Paper author, Steve Bilodeau, who is also a postdoctoral research fellow in the laboratory of Whitehead Member, Richard Young, said; “We knew that cells express a new set of genes when the operating switch occurs. But this study shows it is also essential to shut off genes that were active in the prior cell state. If you don’t, the new cell is corrupted.”

Bilodeau and Warren Whyte, a Young lab graduate student and co-author, redefined LSD1’s role and described a previously unknown mechanism for silencing genes. They examined embryonic stem cell gene expression during differentiation and concentrated their efforts on those genes that must be shut off during differentiation. Whyte and Bilodeau found LSD1 was located on the promoters of those genes that had to be repressed in order for differentiation to occur. LSD1 was also found near DNA sequences called “enhancers,” which are associated with promoters and increase the ability of the promoters to activate gene expression.
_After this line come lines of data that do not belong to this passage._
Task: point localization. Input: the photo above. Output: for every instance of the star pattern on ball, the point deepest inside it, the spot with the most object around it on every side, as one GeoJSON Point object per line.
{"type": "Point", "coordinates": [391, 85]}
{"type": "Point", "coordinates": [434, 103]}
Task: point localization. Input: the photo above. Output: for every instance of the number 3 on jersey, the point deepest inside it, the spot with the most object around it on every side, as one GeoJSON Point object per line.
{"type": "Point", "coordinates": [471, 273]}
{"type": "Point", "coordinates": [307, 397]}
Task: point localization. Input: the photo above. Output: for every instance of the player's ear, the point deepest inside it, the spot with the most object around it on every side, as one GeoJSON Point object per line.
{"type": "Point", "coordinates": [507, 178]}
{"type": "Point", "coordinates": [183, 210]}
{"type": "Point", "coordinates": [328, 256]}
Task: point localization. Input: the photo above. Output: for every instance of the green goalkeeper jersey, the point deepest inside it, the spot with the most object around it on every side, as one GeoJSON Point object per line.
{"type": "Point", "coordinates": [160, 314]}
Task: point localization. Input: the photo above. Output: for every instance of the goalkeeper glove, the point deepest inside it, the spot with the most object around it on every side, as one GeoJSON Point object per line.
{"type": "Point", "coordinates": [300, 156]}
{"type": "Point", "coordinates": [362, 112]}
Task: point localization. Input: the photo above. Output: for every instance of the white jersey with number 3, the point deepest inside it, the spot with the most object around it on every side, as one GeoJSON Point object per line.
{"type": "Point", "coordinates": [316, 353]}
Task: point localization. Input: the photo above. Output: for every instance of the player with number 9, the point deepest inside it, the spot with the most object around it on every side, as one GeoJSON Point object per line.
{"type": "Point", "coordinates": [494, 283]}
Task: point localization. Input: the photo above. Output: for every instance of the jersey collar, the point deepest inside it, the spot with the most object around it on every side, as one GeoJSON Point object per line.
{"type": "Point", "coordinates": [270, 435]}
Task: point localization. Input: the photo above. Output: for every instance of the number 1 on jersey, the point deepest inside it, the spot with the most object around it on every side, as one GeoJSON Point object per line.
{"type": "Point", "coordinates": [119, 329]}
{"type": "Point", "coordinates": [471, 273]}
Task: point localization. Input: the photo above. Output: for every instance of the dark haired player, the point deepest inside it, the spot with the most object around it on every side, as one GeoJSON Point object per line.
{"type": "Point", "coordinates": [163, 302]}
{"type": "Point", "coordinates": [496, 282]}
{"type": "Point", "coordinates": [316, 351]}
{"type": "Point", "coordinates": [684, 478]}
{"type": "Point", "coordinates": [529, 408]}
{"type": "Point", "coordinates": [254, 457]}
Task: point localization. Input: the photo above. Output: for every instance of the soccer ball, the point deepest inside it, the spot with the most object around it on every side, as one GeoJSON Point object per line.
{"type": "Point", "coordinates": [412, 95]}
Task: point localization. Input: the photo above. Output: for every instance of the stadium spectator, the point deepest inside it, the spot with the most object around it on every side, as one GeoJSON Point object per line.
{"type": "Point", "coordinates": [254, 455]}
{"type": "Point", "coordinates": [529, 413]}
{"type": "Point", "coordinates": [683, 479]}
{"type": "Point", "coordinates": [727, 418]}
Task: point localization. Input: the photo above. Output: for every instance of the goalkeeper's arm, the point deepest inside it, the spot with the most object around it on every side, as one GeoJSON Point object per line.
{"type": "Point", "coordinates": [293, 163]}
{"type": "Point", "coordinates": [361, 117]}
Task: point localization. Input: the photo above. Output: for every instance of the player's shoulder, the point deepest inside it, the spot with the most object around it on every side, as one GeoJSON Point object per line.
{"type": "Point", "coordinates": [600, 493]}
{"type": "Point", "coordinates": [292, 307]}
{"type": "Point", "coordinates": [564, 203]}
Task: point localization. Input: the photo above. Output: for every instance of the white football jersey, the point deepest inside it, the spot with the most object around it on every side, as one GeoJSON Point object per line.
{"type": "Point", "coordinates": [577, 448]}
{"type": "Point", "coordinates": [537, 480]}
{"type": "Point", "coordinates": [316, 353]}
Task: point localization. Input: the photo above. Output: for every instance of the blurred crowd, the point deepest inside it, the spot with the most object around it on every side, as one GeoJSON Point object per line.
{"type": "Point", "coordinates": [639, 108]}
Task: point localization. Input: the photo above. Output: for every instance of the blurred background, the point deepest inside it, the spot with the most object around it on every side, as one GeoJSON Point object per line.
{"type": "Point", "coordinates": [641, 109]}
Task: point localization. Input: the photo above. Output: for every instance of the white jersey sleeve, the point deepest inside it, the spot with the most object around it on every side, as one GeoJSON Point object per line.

What is LDS doing at the promoter and enhancer? When LSD1 receives the signal that the stem cell is going to differentiate, it transitions into an active conformation and silences those genes. Specifically, LSD1 hamstrings the ability of the enhancers of those genes to activate gene expression. With their enhancers rendered nonfunctional, transcription of these genes is silenced. While this occurs, other mechanisms switch on those genes necessary for the adoption of the new cell type.

Whyte added: “This reveals the critical function of LSD1 in cell differentiation. The enzyme decommissions the stem cell enhancers, thus allowing the new cell to function entirely within the parameters of the new operating system.”

Although this work focuses on one enzyme’s job in normal cells, Young sees broader implications, since LSD1 is a member of a class of molecules that regulate both gene activity and chromosome structure. Therefore, these findings about LSD1 could provide insights into how related regulators function. Similarly, understanding how a mechanism operates in normal cells provides a solid foundation for teasing apart what is going wrong in abnormal cells.

Young summed it up this way: This new knowledge brings us one important step closer to understanding defective operating systems in diseases such as cancer. And this may give us a new angle on drug development for these diseases.”

This work was published in “Enhancer decommissioning by LSD1 during embryonic stem cell differentiation;” Warren A. Whyte, Steve Bilodeau et al.; Nature, 2012; DOI: 10.1038/nature10805.